Viele Politiker haben sich schon öffentlich zu Merz’ Aussagen geäußert, darunter auch Stuttgarts OB Frank Nopper. Doch wie stehen die Bürger und Bürgerinnen dazu? Wir haben in der Stuttgarter Innenstadt nachgefragt, was sie von Merz’ Aussagen halten. Sind Menschen mit Migrationshintergrund wirklich ein „Problem im Stadtbild“?
„Keiner will darüber reden“
„Also ich weiß nicht, was der Kanzler für ein Problem hat. Mich stören keine anderen Menschen im Stadtbild“, sagt Karl F. (57). Der Elektriker fühle sich weder unsicherer als früher noch habe er je ein negatives Erlebnis mit Migranten gemacht.
Ganz anders sieht das ein 47-Jähriger, der nicht namentlich genannt werden möchte: „Keiner will darüber reden, aber man kann nicht mehr durch die Stadt laufen, ohne Menschen anderer Herkunft zu sehen.“ Auf die Frage, ob das denn schlimm sei, antwortet er: „Naja, man fragt sich dann schon, wo man gerade eigentlich ist.“ Er selbst habe zwar persönlich keine negativen Erfahrungen gemacht, aber vor allem in Bezug auf Messerstechereien bekomme man es ja immer wieder mit.
Problem liegt nicht bei der Migration
Marie M. versteht nicht, wie Friedrich Merz als Kanzler überhaupt so eine Aussage treffen kann. Als Politiker müsse man doch geschult sein, wie man öffentlich auftritt. „Mich stört vor allem dieses Indirekte. Er sagt nicht frei heraus, was er meint“, sagt die 32-Jährige. Sie fühle sich unsicherer als noch vor ein paar Jahren, sieht das Problem aber nicht bei der Migration. Das einzige, was die Personen gemeinsam hatten, von denen sie schon bedrängt wurde, war ihr Geschlecht: Es waren alles Männer.

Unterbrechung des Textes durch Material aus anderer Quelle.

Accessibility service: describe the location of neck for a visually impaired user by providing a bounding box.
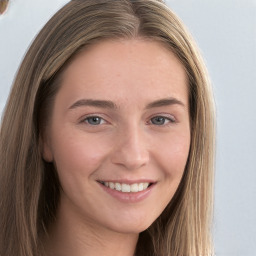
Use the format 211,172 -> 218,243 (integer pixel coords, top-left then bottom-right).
44,195 -> 138,256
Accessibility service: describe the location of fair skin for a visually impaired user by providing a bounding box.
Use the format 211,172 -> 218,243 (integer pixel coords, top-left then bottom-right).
43,39 -> 190,256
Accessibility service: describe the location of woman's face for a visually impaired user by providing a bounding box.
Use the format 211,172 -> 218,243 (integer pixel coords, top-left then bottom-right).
43,39 -> 190,233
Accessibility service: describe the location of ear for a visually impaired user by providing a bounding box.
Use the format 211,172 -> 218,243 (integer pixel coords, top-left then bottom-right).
39,135 -> 53,163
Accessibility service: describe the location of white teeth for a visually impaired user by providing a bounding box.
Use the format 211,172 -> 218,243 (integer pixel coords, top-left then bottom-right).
115,183 -> 122,191
122,184 -> 131,192
101,182 -> 149,193
108,182 -> 115,189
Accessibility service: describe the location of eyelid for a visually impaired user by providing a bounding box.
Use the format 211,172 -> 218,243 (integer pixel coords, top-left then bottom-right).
149,113 -> 177,126
79,114 -> 108,126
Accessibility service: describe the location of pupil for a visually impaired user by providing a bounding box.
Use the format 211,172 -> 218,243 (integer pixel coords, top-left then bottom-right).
88,117 -> 100,125
152,116 -> 165,125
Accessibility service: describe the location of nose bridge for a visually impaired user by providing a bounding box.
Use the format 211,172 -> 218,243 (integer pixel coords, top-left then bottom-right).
112,124 -> 149,170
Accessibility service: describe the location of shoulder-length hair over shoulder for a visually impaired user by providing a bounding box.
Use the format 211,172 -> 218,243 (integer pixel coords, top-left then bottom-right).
0,0 -> 215,256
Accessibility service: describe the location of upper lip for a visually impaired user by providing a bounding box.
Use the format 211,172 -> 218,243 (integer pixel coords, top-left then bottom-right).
97,179 -> 156,185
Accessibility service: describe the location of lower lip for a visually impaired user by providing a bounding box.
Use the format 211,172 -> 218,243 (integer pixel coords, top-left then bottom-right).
99,183 -> 156,203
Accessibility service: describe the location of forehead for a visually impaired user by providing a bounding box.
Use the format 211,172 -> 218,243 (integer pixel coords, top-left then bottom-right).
56,39 -> 187,108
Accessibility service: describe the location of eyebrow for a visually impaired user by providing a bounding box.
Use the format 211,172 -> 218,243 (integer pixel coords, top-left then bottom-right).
69,97 -> 185,109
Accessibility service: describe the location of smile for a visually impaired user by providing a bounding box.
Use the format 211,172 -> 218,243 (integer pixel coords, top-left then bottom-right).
99,181 -> 150,193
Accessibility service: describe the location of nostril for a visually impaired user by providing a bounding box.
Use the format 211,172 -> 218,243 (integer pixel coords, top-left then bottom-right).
0,0 -> 9,15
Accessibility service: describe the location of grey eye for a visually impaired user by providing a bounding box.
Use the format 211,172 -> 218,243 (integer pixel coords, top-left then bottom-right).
0,0 -> 9,15
150,116 -> 175,125
85,116 -> 103,125
151,116 -> 169,125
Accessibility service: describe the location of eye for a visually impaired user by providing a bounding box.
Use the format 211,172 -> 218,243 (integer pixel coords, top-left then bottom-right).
83,116 -> 106,125
150,116 -> 175,126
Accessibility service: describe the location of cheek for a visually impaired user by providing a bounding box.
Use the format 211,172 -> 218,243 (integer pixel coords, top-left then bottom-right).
156,134 -> 190,178
49,132 -> 110,182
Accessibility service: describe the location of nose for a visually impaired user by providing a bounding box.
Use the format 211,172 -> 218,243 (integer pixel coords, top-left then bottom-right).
111,126 -> 149,170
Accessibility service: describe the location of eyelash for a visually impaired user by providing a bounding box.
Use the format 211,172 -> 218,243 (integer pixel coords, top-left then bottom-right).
81,115 -> 176,126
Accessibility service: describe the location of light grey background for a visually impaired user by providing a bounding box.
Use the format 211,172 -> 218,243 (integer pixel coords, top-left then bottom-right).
0,0 -> 256,256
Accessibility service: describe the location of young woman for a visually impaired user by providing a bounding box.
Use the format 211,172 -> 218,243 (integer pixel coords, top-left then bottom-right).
0,0 -> 214,256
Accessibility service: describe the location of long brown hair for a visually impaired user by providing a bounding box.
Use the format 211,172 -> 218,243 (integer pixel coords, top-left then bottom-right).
0,0 -> 215,256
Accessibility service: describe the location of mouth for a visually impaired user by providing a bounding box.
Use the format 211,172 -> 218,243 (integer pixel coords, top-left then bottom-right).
98,181 -> 153,193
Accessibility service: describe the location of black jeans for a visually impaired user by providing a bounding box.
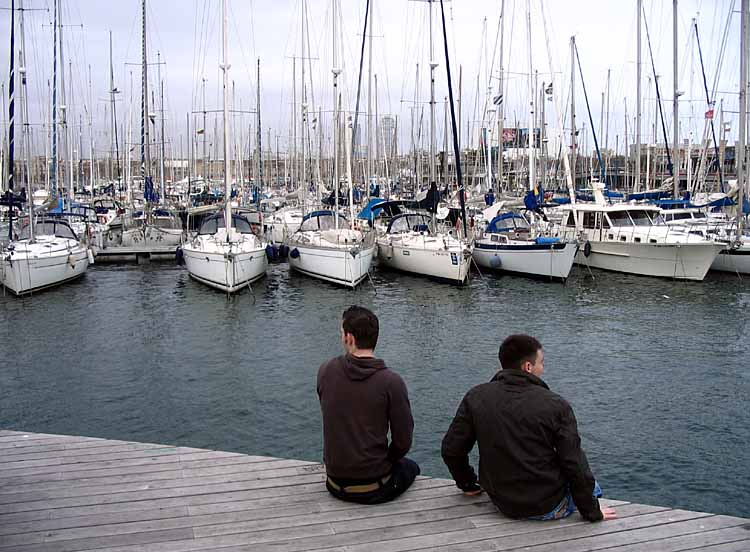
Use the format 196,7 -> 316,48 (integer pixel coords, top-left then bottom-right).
326,458 -> 420,504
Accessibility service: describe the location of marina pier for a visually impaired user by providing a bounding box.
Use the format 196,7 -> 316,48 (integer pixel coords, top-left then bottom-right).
0,430 -> 750,552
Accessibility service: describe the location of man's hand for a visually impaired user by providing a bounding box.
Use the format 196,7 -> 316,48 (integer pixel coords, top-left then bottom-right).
461,483 -> 482,496
602,508 -> 617,521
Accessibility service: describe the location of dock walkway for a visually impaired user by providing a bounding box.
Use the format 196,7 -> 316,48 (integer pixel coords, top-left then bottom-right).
0,431 -> 750,552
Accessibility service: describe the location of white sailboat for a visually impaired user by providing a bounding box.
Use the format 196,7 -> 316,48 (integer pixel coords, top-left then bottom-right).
0,3 -> 93,295
287,0 -> 375,288
0,219 -> 93,295
377,2 -> 474,284
182,0 -> 268,293
473,212 -> 578,281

Ein sinkendes Sicherheitsgefühl in den letzten Jahren – besonders nachts – spricht auch Rosa-Maria K. an. Die 73-Jährige kann besonders Merz’ Töchter-Aussage nachvollziehen. „Wenn ich heute ein junges Mädchen wäre, würde ich abends nicht draußen unterwegs sein wollen“, sagt sie. Die Rentnerin habe zwar nicht direkt ein Problem mit dem „Stadtbild“, verstehe aber, was der CDU-Kanzler meint.

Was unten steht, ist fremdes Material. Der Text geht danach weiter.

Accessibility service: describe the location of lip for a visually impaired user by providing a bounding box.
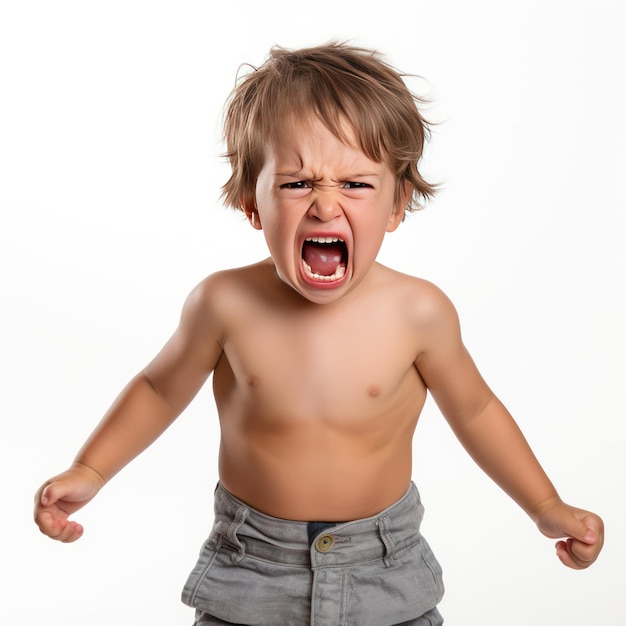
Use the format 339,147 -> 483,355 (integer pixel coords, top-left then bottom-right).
298,231 -> 352,289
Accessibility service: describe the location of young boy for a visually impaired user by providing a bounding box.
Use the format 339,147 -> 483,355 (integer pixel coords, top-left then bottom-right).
35,44 -> 603,626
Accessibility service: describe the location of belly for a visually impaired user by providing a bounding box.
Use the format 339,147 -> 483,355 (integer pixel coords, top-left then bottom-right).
219,416 -> 412,521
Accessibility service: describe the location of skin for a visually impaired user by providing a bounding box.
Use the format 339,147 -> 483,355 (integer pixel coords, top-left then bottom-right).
35,120 -> 604,569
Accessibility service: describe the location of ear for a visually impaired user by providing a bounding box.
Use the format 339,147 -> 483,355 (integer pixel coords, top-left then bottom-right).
387,181 -> 413,233
241,198 -> 263,230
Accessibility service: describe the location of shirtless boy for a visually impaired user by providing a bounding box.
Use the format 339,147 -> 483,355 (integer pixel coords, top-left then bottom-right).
35,44 -> 603,626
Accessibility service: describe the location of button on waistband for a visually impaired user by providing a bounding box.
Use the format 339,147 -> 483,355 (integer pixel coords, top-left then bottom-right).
315,535 -> 335,552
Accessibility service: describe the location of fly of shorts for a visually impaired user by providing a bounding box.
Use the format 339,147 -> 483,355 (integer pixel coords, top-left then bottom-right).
182,483 -> 444,626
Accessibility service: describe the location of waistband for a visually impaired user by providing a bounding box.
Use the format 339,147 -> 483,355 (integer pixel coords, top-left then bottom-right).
209,482 -> 424,569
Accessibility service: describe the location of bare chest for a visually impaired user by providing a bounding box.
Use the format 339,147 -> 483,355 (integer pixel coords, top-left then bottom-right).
214,304 -> 425,427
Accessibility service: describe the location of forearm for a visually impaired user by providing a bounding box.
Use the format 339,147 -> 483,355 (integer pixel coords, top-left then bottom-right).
451,396 -> 559,517
75,374 -> 178,482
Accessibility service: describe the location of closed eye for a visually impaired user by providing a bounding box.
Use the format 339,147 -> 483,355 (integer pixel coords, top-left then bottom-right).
280,180 -> 309,189
341,180 -> 372,189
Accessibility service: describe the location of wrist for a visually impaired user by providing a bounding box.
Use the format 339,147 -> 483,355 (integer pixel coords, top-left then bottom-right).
72,460 -> 107,489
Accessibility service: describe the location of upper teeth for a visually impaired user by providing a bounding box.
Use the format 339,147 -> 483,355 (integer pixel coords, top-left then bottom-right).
306,237 -> 343,243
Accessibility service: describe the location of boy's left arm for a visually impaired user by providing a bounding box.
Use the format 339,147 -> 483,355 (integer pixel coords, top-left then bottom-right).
416,288 -> 604,569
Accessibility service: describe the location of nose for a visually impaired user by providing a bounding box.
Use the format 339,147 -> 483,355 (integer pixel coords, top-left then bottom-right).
308,185 -> 343,222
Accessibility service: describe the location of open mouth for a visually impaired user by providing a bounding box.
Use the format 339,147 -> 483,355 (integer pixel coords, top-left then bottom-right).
302,236 -> 348,283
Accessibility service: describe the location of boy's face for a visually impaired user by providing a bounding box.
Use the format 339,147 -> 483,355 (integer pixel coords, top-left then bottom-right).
244,119 -> 409,303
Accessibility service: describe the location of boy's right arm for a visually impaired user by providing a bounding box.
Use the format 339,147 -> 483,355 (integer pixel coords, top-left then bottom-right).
35,278 -> 222,542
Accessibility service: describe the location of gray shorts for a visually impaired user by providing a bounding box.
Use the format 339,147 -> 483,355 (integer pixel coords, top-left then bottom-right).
182,483 -> 443,626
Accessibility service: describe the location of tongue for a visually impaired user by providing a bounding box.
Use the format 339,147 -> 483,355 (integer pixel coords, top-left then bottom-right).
303,242 -> 343,276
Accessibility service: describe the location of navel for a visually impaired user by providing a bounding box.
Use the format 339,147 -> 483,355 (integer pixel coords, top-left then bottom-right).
367,385 -> 380,398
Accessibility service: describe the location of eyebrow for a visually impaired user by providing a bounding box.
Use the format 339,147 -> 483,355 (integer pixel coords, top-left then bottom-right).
274,169 -> 380,180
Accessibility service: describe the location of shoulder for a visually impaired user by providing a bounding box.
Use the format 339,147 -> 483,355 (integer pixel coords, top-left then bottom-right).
381,266 -> 457,324
372,268 -> 461,355
183,261 -> 273,318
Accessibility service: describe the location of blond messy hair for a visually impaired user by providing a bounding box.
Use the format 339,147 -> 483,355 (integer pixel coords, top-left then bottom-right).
222,42 -> 436,211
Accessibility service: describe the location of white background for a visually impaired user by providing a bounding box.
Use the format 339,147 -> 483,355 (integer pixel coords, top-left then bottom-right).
0,0 -> 626,626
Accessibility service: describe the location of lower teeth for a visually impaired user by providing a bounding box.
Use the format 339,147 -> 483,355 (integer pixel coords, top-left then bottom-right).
302,261 -> 346,282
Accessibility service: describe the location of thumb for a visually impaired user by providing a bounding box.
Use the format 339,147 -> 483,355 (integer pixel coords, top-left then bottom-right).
562,511 -> 600,545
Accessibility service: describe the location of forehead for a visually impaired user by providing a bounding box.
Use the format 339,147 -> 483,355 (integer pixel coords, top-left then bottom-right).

Unsicherheit am Arnulf-Klett-Platz
Als Halbjapaner ist sich Akito H. nicht sicher, ob er sich von Merz angesprochen fühlen soll oder nicht. „Ich finde es schlimm, dass solche Aussagen getroffen werden“, sagt der 38-Jährige. „Merz sollte sich lieber mal andere Dinge überlegen, die das ‚Stadtbild’ verbessern.“ In Stuttgart spricht er konkret den Arnulf-Klett-Platz an. „Da fühle ich mich nie ganz sicher – egal, wer dort unterwegs ist.“
„Die Aussagen sind Quatsch“, sagt Paul T. zur „Stadtbild“-Thematik. „In Stuttgart stören mich die ganzen Baustellen viel mehr am Stadtbild als irgendwelche Menschen.“ Die Unsicherheit durch Migration spürt der 27-jährige IT-Berater persönlich nicht, auch nicht nachts. Er war schon einmal „mit Migranten in einer kleinen körperlichen Auseinandersetzung“ vor einer Bar. Er sehe da aber nicht die Herkunft als Ursache, sondern den involvierten Alkohol.